Reverend Professor Glen O’Brien wrote an opinion article for ABC Religion and Ethics, posted 31 May 2024. Read the full article here.

On 3 May 2024, the General Conference of the United Methodist Church (UMC) — the largest Methodist denomination in the world — removed the language of restriction on so-called “practising homosexuals” from church law. In effect, this lifts the ban on queer clergy and same-sex marriages in the UMC. The approach taken allows liberty of conscience at the local level, and is an attempt to keep progressives, centrists, and traditionalists in the same tent. It is essentially the same approach that the Uniting Church in Australia has taken.

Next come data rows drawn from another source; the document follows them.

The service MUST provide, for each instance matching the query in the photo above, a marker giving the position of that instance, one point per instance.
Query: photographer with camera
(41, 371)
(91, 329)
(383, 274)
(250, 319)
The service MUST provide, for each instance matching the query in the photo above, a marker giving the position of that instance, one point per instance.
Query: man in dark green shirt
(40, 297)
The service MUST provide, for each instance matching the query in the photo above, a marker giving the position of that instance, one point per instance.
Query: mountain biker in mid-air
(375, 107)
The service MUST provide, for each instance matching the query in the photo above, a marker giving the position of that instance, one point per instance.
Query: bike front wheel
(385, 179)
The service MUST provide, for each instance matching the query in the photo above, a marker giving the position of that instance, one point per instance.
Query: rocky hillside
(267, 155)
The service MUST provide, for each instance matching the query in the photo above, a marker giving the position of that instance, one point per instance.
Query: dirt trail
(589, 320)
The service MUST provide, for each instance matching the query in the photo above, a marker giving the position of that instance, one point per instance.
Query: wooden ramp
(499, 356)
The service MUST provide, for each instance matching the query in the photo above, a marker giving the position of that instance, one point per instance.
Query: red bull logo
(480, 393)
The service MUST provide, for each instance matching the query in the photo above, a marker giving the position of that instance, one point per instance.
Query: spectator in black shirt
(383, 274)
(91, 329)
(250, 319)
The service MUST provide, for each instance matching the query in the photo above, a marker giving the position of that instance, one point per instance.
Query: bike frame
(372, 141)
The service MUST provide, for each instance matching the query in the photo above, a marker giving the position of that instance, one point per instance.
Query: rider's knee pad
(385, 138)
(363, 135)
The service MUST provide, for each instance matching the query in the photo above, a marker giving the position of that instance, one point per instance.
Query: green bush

This decision was made possible only after around a quarter of its congregations with a more traditional stance had disaffiliated. Some of these became part of a new denomination, the Global Methodist Church (GMC), which was launched in May 2022, after decades of acrimonious debate. Others joined smaller Methodist churches, such as the Free Methodist Church and the Wesleyan Church. A few simply became independent.

Learning to live together with difference has been a challenge for the church since New Testament times, and compromise solutions such as this will leave some more radical Methodists unhappy at both ends of the debate. The UMC will probably now be better equipped for its mission as a result of having resolved an internal division that has torn it apart for decades, freeing it up to direct its energies in a more outward direction.